Our advice for first-time buyers
Buying a house for the first time is one of life’s biggest decisions. It’s also, increasingly, becoming a major investment. With so much riding on the purchase, it’s hardly surprising that many find it a daunting and stressful experience.
To alleviate some of this pressure, here at Mishon Mackay we have compiled a list of tips and pointers to help guide first-time buyers through the process.
Even before you start actively browsing properties, seeking advice from an experienced mortgage specialist is highly recommended. Not only will they be able to give you an overview of the market and point you towards the appropriate mortgage products, they will also be able to make sure you are eligible for an “agreement in principle”. This will help estate agents take you seriously and will also ensure you are targeting suitably priced properties.
Knowledge equals power
When it comes to property, this saying is more relevant than ever. First-time buyers need to know as much as possible about the area they are looking to live in, but many neglect this simple step. You might think you’ve found your ideal house, but do the local surroundings match up? How good are the transport links and local amenities? Is the area family-friendly enough? Researching on the internet or, better still, visiting in person will really help you to get a feel of the neighbourhood you might one day call home.
Parental sounding board
The average first-time buyer is in their twenties or thirties. Seeking advice from parents who have been through the process before can help put you in a more assured and confident frame of mind when it comes to house hunting. They can speak from personal experience, point out those little issues that you might have glossed over, and provide financial support if needed.
As a homeowner, it’s not just monthly mortgage repayments that you have to worry about. You also have to factor in the cost of things like utility bills, council tax, home insurance and property maintenance. For first-time buyers, most of who will have been living at home or renting up until now, these other expenses can come as a bit of a shock and you’ll need to learn how to budget effectively. You also need to make sure your finances are sound enough to cope with buying and then running a house.
Once you have pinpointed your favourite property, you need to contact your estate agent, declare your interest and place an offer. It’s best to act early here to make sure you don’t miss out, but on the other side of the coin it’s never a good idea to rush such a huge decision. You need to be 100% sure the property is right for you.

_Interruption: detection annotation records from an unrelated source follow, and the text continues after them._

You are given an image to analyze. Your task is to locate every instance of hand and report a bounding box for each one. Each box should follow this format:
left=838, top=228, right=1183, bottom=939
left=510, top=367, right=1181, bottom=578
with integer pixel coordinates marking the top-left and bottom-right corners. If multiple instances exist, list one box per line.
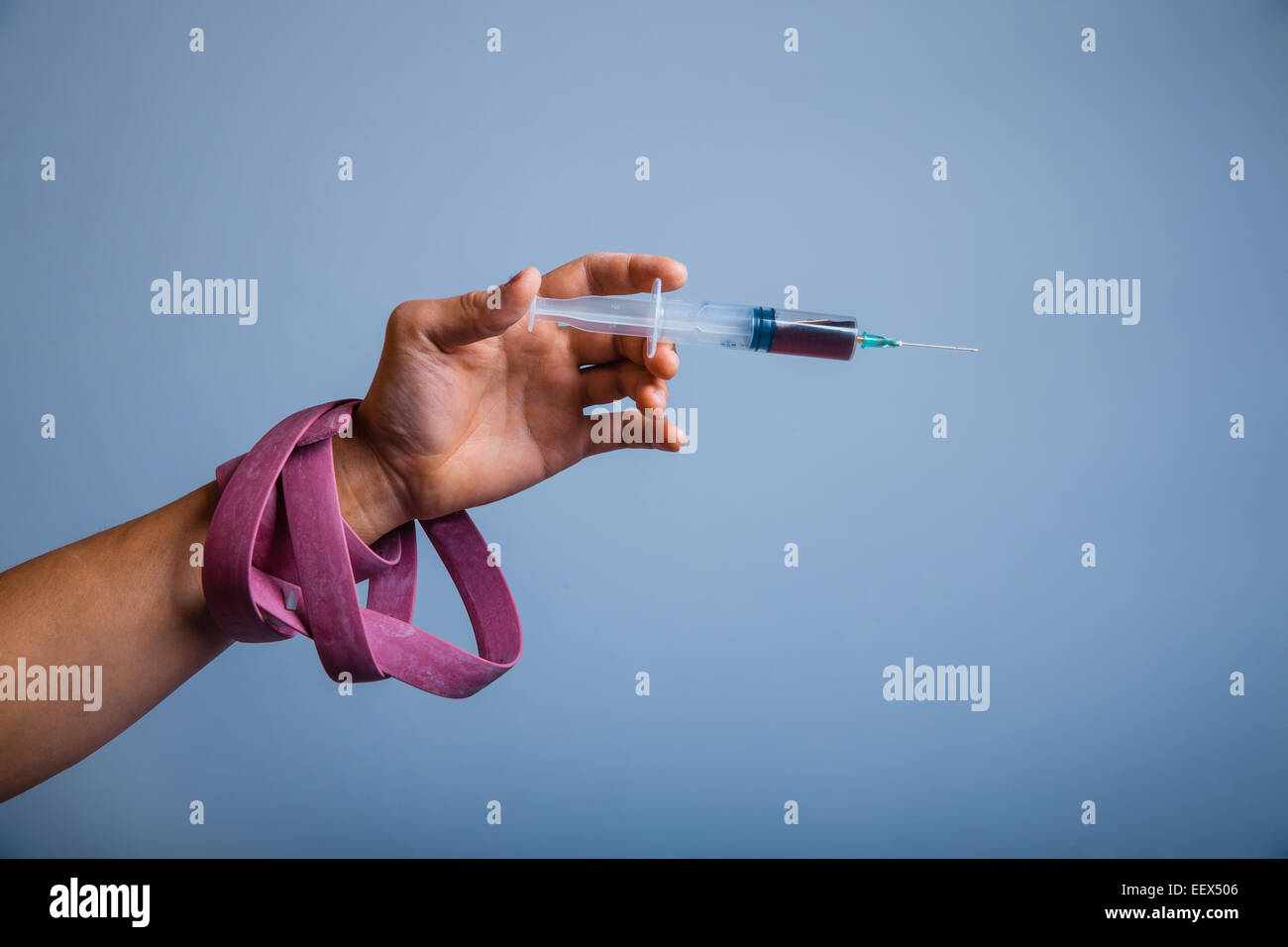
left=332, top=253, right=688, bottom=543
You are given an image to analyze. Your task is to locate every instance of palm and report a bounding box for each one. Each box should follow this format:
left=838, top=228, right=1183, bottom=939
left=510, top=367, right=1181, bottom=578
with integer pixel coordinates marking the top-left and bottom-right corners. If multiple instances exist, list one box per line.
left=361, top=254, right=683, bottom=518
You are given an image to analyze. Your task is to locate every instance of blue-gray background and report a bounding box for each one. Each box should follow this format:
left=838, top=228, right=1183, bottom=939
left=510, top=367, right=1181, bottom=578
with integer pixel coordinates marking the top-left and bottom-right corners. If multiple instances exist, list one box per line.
left=0, top=0, right=1288, bottom=856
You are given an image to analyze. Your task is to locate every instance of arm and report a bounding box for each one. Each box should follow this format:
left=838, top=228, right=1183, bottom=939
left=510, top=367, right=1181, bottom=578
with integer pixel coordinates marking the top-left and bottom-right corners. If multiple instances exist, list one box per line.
left=0, top=254, right=684, bottom=800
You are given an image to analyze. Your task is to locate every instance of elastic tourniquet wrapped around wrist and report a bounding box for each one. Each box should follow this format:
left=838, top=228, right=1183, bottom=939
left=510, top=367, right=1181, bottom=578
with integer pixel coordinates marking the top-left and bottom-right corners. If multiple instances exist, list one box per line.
left=202, top=401, right=523, bottom=697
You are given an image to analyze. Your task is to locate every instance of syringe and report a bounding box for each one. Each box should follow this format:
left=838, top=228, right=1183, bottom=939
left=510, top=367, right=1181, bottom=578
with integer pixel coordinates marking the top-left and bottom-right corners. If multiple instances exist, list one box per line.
left=528, top=279, right=979, bottom=361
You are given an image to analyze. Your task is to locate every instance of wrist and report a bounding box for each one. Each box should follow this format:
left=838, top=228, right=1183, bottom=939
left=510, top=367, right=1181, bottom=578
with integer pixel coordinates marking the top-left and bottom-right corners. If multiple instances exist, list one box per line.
left=331, top=411, right=412, bottom=546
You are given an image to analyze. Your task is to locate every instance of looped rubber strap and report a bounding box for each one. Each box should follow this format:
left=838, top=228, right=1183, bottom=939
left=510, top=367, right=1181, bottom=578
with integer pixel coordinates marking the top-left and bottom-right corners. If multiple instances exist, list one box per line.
left=202, top=401, right=523, bottom=697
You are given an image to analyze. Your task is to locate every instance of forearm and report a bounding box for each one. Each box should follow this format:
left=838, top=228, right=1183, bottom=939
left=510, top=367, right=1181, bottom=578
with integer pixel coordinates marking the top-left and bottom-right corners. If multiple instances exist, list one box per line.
left=0, top=438, right=399, bottom=801
left=0, top=483, right=231, bottom=800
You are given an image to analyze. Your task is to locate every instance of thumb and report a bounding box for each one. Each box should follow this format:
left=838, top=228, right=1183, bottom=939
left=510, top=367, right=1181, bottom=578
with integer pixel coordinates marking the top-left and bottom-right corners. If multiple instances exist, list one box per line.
left=425, top=266, right=541, bottom=351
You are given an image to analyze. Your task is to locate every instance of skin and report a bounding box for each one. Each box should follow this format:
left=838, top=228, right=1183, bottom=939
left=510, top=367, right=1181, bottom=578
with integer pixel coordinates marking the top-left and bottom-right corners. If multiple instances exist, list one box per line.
left=0, top=254, right=687, bottom=800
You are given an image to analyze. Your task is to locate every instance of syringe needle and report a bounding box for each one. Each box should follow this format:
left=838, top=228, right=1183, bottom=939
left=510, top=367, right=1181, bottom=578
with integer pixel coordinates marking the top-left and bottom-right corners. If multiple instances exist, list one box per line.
left=899, top=342, right=979, bottom=352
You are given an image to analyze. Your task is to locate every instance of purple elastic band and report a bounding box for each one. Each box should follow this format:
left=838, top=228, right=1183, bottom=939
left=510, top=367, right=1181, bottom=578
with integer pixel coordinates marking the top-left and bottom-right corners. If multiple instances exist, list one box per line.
left=201, top=401, right=523, bottom=697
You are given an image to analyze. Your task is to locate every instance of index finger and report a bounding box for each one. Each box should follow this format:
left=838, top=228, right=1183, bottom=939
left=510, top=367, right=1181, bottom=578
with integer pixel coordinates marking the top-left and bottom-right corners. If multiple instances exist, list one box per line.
left=541, top=253, right=690, bottom=377
left=541, top=253, right=690, bottom=299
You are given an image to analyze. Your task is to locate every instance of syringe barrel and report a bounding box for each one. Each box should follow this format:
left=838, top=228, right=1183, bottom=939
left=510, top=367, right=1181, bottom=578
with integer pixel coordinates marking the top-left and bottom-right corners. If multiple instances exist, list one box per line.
left=533, top=296, right=859, bottom=361
left=752, top=309, right=859, bottom=361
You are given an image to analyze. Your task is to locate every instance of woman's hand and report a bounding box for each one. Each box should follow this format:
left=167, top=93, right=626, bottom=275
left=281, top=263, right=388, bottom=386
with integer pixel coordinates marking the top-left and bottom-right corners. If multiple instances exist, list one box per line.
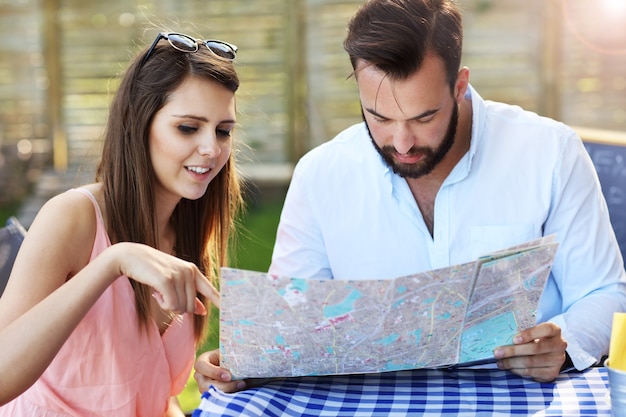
left=110, top=242, right=220, bottom=314
left=193, top=350, right=246, bottom=392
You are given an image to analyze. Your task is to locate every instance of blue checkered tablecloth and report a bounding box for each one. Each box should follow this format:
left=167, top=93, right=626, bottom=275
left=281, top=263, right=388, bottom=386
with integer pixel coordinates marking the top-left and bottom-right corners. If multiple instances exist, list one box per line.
left=193, top=368, right=611, bottom=417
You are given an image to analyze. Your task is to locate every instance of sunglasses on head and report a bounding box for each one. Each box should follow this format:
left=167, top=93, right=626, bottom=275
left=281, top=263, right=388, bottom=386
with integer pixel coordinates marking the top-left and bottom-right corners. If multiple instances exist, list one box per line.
left=139, top=32, right=237, bottom=68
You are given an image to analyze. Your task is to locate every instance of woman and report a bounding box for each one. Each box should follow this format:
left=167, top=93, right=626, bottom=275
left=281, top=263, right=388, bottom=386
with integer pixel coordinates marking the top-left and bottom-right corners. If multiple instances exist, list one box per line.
left=0, top=33, right=242, bottom=417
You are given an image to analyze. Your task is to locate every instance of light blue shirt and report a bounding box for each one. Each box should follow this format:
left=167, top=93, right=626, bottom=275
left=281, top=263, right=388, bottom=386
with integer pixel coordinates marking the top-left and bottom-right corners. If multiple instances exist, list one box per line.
left=269, top=87, right=626, bottom=369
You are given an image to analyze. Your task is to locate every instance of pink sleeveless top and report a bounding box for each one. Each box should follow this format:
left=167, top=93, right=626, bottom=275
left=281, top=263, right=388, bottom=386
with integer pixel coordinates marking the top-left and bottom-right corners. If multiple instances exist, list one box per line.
left=0, top=189, right=195, bottom=417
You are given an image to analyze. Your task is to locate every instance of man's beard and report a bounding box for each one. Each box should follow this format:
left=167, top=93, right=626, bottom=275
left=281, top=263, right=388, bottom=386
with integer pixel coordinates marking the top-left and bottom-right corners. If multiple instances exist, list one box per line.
left=363, top=104, right=459, bottom=178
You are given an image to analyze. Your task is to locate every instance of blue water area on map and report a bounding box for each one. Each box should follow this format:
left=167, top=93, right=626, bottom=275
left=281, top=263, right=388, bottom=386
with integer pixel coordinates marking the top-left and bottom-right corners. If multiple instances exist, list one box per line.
left=278, top=278, right=309, bottom=296
left=459, top=311, right=518, bottom=363
left=324, top=289, right=363, bottom=318
left=374, top=333, right=400, bottom=346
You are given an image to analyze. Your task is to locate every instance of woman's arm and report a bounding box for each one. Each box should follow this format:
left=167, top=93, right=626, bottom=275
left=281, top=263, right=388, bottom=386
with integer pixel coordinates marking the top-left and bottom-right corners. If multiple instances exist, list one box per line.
left=0, top=193, right=219, bottom=405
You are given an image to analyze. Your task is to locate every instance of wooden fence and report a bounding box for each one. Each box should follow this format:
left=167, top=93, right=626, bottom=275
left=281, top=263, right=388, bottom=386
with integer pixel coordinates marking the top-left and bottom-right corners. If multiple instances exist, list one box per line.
left=0, top=0, right=626, bottom=203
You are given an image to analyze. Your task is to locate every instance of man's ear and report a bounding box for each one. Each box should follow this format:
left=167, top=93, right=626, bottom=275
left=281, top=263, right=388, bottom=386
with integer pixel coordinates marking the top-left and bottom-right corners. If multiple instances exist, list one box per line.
left=454, top=67, right=469, bottom=103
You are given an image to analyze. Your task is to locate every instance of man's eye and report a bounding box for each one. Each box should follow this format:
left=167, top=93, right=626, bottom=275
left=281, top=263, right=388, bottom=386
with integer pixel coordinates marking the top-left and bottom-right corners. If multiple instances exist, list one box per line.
left=178, top=125, right=198, bottom=134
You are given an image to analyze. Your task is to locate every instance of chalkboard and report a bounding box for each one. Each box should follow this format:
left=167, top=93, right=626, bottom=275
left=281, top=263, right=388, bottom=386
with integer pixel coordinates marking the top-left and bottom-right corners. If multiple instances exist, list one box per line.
left=577, top=125, right=626, bottom=262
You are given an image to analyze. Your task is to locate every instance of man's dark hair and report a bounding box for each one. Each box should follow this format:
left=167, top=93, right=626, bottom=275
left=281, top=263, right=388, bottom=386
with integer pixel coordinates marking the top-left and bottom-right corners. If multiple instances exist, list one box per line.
left=344, top=0, right=463, bottom=91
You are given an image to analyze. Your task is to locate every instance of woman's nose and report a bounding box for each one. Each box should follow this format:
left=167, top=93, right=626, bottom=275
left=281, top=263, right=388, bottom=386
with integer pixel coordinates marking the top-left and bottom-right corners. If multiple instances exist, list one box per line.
left=198, top=135, right=222, bottom=158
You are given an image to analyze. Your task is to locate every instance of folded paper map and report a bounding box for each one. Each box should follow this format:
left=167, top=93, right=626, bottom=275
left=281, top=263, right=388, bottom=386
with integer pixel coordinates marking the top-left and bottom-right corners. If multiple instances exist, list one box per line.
left=220, top=236, right=558, bottom=379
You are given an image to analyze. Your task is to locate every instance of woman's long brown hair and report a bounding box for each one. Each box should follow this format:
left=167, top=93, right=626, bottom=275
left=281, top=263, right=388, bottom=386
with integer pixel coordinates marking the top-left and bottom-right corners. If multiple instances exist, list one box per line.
left=96, top=36, right=243, bottom=342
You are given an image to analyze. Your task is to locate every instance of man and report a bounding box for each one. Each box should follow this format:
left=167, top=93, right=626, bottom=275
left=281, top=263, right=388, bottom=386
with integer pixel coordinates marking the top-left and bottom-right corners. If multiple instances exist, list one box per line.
left=196, top=0, right=626, bottom=391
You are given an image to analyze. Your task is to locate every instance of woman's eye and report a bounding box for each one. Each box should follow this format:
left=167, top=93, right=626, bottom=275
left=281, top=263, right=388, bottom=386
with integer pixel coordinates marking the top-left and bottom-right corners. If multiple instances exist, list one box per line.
left=178, top=125, right=198, bottom=135
left=215, top=129, right=231, bottom=137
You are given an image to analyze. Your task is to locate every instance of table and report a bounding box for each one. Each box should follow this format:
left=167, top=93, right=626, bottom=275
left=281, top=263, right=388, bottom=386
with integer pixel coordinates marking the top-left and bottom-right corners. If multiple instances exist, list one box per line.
left=193, top=367, right=611, bottom=417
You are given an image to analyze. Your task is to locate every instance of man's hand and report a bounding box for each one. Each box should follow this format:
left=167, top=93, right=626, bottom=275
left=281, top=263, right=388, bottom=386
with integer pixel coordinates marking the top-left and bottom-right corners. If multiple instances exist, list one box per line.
left=193, top=350, right=246, bottom=392
left=494, top=323, right=567, bottom=382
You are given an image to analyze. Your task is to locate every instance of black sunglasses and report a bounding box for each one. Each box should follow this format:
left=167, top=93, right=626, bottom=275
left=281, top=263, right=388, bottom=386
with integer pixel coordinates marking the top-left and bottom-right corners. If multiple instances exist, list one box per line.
left=139, top=32, right=237, bottom=68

Now your offer has been accepted and your purchase approved, it’s time to get a conveyancing quote and hire a solicitors firm to carry out all the legal processes associated with buying a house. This can sometimes be a slow and frustrating process so it’s vital that you reply to any correspondence at this time in a quick and efficient manner. It may be a few months before you actually move in, but unfortunately this is a necessary evil as far as the property market is concerned.